The louvre-face diffuser consists of angled slats which direct the air. They are suitable for rooms with moderate heating and cooling loads.

The slot diffuser is a linear element consisting of one or more slots. Each slot usually contains moveable blades which can direct the air and provide the ability to adjust the direction of discharge during commissioning to obtain the best performance. Slot diffusers can handle slightly higher loads than louvre-face models.

Swirl diffusers, available in circular or square versions, create a circular air pattern which has better mixing properties and therefore enables greater volumes of air to be introduced into a space without causing draughts. This is particularly useful where high occupancies or equipment use lead to higher than normal cooling loads. There are also adjustable versions of the swirl diffuser that use motors or expanding wax elements to adjust the direction of discharge and optimise heating and cooling performance.

Displacement diffusers work in a completely different way to the other types mentioned above. They aim to introduce air at a low level at a temperature just below that of the room and use natural buoyancy forces to allow the supply air to displace, rather than mix with, the air in the room as it is warmed by internal heat sources. Since there is no requirement to introduce the air in any particular direction or at a particular velocity, (other than low enough to avoid mixing), it is possible to conceal displacement diffusers behind a decorative front panel, provided that the panel has a sufficient free area to allow the air to flow through at a low enough velocity.

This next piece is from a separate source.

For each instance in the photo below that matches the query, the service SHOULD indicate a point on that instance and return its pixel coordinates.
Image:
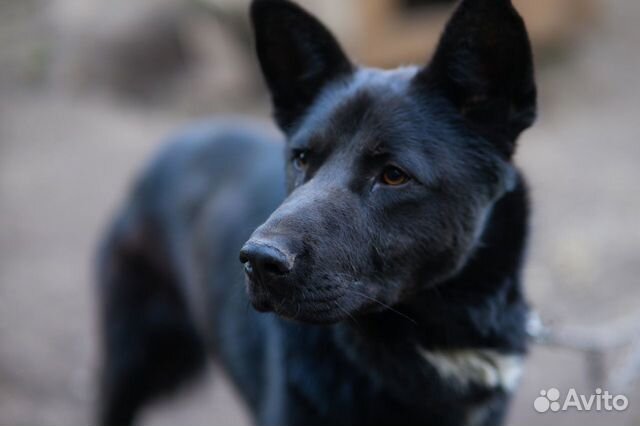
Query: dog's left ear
(298, 56)
(484, 67)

Another increasingly popular method of introducing air to a space is textile ductwork, sometimes known as fabric 'socks'. This consists of a fabric tube, either circular, semicircular or quarter-circular in cross section, suspended from a metal framework. The fabric is sufficiently permeable to allow air to flow through it, evenly along its length. The system can have cost benefits because it does the job of both ductwork and diffusers and, because it is a low velocity system, there are no problems with noise or draughts. Small plastic nozzles can be inset into the fabric.

These provide very good mixing and enable the system to handle very high air-change rates without creating noise or discomfort. This is not an invisible system, but with a range of colours available, it can brighten a room as well as ensuring it is well ventilated.

The importance of selecting the correct type of diffuser for the application cannot be overstated and, in all but the simplest applications, specialist advice should be sought at an early stage.